Whisky, On NAPA's web site they have ballast resistors listed. I would think that you have a bad coil that shorted or the resistor was shorted. If you are running 12 volt to 6 volt coil they should beable to tell you what resistor you need. Oldiron29
 
(quoted from post at 20:37:59 01/31/10) What would cause a ballast resistor to get hot and smoke? Its between the ignition swith and the coil on a SH. Just bought the tractor (not running) guy said would not start. I put a new battery in, filed the point becouse it wasnt sparking, then it started right up and ran for about 20 seconds and died and the resistor started smoking and melted the core that the wire is wraped around.

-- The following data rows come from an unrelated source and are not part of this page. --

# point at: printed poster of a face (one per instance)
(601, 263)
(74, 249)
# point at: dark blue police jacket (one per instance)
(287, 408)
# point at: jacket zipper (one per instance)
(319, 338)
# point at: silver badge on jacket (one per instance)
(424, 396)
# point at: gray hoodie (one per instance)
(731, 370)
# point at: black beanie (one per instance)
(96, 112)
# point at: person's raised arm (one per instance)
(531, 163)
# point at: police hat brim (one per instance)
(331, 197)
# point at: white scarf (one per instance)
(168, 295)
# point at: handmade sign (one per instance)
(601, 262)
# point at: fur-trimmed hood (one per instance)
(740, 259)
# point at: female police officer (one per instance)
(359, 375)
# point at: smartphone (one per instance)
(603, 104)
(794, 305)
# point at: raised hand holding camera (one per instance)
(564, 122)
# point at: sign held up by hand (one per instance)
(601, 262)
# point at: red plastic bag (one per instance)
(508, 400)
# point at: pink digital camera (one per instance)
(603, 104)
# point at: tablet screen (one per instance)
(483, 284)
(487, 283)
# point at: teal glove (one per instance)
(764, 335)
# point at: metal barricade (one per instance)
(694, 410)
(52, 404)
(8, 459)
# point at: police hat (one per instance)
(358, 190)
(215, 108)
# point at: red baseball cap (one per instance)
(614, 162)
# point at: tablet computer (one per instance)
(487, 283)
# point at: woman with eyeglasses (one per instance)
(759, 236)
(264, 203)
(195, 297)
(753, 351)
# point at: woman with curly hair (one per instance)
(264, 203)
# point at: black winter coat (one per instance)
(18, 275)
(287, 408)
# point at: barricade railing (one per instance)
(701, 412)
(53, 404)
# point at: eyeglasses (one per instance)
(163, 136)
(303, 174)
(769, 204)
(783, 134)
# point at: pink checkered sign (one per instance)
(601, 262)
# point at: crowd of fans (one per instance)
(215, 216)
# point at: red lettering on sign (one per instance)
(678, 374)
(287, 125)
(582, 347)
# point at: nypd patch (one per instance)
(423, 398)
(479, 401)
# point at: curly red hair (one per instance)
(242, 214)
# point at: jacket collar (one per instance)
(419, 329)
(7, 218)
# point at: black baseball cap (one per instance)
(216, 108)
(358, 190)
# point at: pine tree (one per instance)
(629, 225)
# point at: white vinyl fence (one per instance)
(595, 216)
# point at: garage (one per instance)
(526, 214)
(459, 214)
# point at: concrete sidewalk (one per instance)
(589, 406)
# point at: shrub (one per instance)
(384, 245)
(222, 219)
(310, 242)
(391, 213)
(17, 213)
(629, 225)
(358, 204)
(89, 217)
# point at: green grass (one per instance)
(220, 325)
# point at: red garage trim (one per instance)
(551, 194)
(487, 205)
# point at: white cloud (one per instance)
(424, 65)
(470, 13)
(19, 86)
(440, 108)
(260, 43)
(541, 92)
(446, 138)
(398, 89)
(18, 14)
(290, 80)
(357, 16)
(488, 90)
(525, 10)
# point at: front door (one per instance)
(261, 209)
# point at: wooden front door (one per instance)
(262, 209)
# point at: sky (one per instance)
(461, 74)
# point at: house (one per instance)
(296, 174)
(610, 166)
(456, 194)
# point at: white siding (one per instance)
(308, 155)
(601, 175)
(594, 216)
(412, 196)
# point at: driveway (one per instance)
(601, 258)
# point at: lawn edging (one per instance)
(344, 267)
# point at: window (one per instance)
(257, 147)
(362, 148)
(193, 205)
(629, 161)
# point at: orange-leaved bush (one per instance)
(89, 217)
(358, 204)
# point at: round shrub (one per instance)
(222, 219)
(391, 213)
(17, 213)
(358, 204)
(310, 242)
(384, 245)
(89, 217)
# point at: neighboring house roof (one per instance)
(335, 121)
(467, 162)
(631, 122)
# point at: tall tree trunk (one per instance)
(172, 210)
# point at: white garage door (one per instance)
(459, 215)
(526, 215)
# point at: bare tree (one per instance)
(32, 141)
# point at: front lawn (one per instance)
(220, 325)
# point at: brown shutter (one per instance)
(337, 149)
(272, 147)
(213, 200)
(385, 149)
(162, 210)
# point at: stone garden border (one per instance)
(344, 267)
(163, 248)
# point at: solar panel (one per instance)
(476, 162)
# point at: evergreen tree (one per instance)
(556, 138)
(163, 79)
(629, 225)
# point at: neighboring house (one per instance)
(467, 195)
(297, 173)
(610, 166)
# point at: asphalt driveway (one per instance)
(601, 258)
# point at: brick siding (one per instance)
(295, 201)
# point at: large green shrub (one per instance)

Are all these the same? What should I ask for at parts store? All wiring lookes good. THANKS!

i have always thrown those coils that need external resistors away and replace them with one that has the built in resistors
 
The way you wrote that it sounds like the ballast resistor became hot and began to smoke AFTER the engine "died".

WHY did you leave the ignition switch "ON" after the engine had stopped???

If the engine stopped at a position where the points were closed it is NORMAL for the resistor to get quite hot if the switch is left on.

It SHOULDN'T have burned out, though.

Sounds like the coil may have shorted out, also check for a shorted wire from the resistor to the coil.

The NAPA # for a REAL 12 Volt coil needing NO resistor is IC14SB. Should be under $20.00.

(The core the resistor is wound on is a heat-resistant glass or mineral fiber core and it seems odd that that would have melted!)
 
Bob, the coil you talk about has a built in resistor? I have some 12v coils, but then I would still need a resistor between the coil and the points correct?
 
Generally, the TRUE 12 Volt coils such as the IC14SB are simply wound with enough wire in the primary to work on 12 Volts, rather than having an INTERNAL resistor. (There MAY be exceptions, but I don't know of any.)

ANYHOW, a TRUE 12 Volt coil needs NO external ballast resistor.

So-called "12 Volt" coils that DO need an external resistor are generally marked "Use with external resistor". Of course, there exceptions to that, as well, and you need to know the part number and be able to look up "specs" or accurately measure the primary Ohms.

A 6 Volt coil or 12 Volt "use with external resistor" coil will generally have about 1.75 to 2.5 Ohms of primary resistance and a "true" 12 Volt coil will probably have 3.5 to 4.5 Ohms of primary resistance, or thereabouts.
 
Any good ballast resistor will smoke and heat up if you leave the ignition on, without the engine running, and the points happen to be closed. At it heats, its resistance also increases. Ballast resistor is designed to get hot under a high current load. It won't do that with the engine actually running. It works as a varible load-sensing current regulator, and to a degree, adjusts to engine spark demands.